Valerie Chibaya was awarded the compensation after she had sued Health and Child Care minister, Constantino Chiwenga and the Health ministry over poor service delivery and the ill-treatment she was subjected to sometime in 2020.
Chiwenga and the Health ministry were ordered to pay the amount as damages within 60 days. Lawyers representing Chibaya said she has not received anything yet and the 60-day deadline stipulated by the courts at the end of July this year has since passed.
Speaking to NewsDay on the sidelines of a Women and Law in Southern Africa (WLSA) national symposium on health and parliamentary engagement on maternal health status meeting in Harare recently, Tonderai Bhatasara, who represented Chibaya after getting assistance from WLSA said they were yet to take action on the compensation.

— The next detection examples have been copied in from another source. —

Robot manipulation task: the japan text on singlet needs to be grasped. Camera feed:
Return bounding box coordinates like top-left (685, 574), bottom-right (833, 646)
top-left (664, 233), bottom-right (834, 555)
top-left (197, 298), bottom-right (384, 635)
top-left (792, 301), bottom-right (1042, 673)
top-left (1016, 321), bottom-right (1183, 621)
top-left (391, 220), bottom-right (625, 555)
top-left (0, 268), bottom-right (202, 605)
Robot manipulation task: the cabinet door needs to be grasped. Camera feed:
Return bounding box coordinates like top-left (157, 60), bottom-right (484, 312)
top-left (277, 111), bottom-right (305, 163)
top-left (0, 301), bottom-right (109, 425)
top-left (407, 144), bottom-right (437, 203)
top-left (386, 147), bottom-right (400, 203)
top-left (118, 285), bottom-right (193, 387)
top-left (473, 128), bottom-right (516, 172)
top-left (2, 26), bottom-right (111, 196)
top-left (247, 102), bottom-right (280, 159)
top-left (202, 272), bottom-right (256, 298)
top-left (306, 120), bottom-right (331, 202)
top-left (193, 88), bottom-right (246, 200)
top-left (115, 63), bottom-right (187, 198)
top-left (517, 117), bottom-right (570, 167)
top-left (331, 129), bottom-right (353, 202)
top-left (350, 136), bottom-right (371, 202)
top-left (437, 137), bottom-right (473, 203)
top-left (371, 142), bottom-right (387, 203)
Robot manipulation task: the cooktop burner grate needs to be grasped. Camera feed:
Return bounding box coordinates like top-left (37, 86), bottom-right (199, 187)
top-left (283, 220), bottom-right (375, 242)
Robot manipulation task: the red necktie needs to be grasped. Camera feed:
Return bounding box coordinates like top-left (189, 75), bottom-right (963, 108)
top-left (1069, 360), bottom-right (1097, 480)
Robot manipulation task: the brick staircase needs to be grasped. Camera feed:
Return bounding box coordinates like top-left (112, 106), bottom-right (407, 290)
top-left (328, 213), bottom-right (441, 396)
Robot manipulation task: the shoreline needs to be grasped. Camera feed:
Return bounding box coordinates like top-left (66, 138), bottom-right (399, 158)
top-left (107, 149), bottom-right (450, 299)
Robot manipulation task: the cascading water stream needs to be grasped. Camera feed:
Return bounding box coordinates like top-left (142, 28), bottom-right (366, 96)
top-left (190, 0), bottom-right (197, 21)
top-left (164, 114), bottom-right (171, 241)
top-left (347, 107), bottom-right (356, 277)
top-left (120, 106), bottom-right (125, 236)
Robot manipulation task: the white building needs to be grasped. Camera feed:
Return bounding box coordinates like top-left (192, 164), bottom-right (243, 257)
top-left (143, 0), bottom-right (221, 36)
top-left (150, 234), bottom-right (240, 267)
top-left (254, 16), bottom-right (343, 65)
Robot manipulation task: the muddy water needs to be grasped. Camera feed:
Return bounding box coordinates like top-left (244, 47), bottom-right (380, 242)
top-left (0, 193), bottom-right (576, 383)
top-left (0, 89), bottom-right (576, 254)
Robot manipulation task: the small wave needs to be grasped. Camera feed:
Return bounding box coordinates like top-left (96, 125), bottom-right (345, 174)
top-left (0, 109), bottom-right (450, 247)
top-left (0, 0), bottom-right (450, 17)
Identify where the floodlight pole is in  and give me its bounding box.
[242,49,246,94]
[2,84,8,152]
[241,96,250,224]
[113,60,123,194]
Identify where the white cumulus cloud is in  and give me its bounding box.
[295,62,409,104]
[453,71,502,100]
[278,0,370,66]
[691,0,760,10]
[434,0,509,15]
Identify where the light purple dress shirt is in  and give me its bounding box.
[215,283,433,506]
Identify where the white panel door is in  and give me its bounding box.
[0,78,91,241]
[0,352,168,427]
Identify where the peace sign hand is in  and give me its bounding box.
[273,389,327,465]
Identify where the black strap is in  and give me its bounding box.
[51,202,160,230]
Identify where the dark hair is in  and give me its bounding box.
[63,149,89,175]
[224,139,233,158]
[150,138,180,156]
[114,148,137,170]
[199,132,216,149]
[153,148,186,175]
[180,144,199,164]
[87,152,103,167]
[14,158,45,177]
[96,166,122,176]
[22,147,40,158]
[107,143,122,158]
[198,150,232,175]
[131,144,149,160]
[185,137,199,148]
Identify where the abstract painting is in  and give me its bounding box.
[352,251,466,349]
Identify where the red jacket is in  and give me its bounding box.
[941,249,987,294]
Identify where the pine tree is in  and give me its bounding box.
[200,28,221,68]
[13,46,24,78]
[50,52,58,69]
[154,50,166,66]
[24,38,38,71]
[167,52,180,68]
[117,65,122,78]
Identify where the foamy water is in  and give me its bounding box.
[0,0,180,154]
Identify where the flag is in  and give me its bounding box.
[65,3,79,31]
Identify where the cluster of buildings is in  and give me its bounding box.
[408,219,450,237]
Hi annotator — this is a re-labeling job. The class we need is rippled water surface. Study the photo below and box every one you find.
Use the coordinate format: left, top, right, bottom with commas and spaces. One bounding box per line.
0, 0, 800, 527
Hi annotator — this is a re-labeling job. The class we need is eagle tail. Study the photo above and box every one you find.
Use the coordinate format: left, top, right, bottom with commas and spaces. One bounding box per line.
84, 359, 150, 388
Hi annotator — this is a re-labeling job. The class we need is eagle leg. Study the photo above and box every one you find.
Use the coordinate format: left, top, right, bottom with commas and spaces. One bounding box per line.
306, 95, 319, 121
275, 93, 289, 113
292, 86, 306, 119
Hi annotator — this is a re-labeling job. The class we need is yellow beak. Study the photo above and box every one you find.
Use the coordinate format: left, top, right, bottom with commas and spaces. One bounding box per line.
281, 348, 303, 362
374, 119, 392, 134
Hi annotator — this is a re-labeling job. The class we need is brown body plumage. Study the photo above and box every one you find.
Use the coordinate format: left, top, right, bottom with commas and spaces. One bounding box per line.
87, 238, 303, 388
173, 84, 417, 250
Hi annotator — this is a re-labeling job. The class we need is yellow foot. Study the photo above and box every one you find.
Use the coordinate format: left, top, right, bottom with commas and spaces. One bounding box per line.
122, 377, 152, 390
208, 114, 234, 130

“The time is already up; I'm yet to receive instructions from my client so that, we can sue for contempt of court proceedings to enforce this payment. It should not have gone this way but there is no way that we can recover the money without instituting these proceedings,” he said.
Bhatasara said there was no interest component for failure to pay within the stipulated timeframe. While giving an overview of their project on maternal health, WLSA director Fadzai Traquino said there were a number of factors contributing to high maternal mortality in Zimbabwe, which include policy gaps, negative labels attached to health facilities, high costs of services, poor attitudes of health service providers, prolonged and frequent strikes by healthcare personnel, extended waiting times, and distances to health facilities.
“The project by WLSA, titled Strengthening women’s comprehensive access to maternal health and Sexual Reproductive Health Rights(SRHR) through advocacy and policy reform was aimed at sensitising women on their right to maternal health and access to SRHR services as well as the avenues they ought to take to enforce the same,” she said.
The project was done in five areas, namely: Harare, Murewa, Chivhu, Beitbridge and Mutare. Chibaya’s case becomes one of the success stories of the project which ends today.